The Opera Singer's Voice

How good do I feel? Given a moment to moment change, that is a difficult question to answer, but I am learning more about myself everyday and that says a lot, because there are a lot of days in my life. I have a list of priorities that are a pretty good indicator for someone who needs to be told how she is.

High on my list is always my writing, which is both a cathartic and creative outlet. My writing really tells you where I am, although My Thots is only a small part of what I write.

Next is what I am reading. I love to read, but I consider it an extremely personal thing. I read everything from the current best sellers to children's books. Sometimes I only read my own writing. Other times I only read another particular person's writing, so what I am reading is probably a good indicator of where I am at in any given moment.

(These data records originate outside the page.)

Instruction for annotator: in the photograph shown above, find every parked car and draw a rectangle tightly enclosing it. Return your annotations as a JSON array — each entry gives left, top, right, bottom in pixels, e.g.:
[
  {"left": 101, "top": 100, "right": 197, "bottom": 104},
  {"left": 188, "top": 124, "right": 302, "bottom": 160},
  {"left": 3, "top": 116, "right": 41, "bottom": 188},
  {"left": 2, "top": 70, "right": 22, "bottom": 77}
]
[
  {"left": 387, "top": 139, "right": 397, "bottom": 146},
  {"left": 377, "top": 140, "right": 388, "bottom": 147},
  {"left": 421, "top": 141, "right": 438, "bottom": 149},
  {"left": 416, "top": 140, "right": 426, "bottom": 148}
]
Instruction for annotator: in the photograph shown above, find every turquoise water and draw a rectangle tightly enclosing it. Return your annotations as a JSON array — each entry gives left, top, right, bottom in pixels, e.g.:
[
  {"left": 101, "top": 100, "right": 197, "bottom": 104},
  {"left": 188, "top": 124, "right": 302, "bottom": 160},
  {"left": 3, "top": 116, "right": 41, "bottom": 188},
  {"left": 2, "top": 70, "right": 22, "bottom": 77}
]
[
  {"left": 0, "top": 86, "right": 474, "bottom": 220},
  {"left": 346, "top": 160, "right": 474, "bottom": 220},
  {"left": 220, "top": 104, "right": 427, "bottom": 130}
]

Third on the list is probably whatever it is I am vocalizing, which includes talking, singing, and playing a musical instrument. This usually comes at the highest of the highs and some of the lower lows. When I am feeling really good and really free I am likely to break out in my "opera singer's" voice. When I am so down I am barely functioning, the piano or Native American Flute become my voice, which is not to say I only play them when I am depressed. I don't. I play all the time. In fact, I sing most of the time, it is just a fun way to communicate with Lennon. I have a very good ear. Unfortunately, I have only a so-so voice.

By the time I get down to how I look, or feel about how I look, I have to be in a pretty good place. My experience with how I look has been shattered so many times by so many people that I tend to keep it safe behind a large wall of indifference. If I find myself starting to care about improving some part of me I have finally realized it is the harbinger of feeling very good. Looking good has become a game for me. It is like a little girl playing dress up. I don't play unless I am happy.

So, when I find myself customizing things on the computer, or painting, or sewing, or whitening my teeth, or trying different skin products my niece gave me a year or two ago -- I know I am in a pretty great place.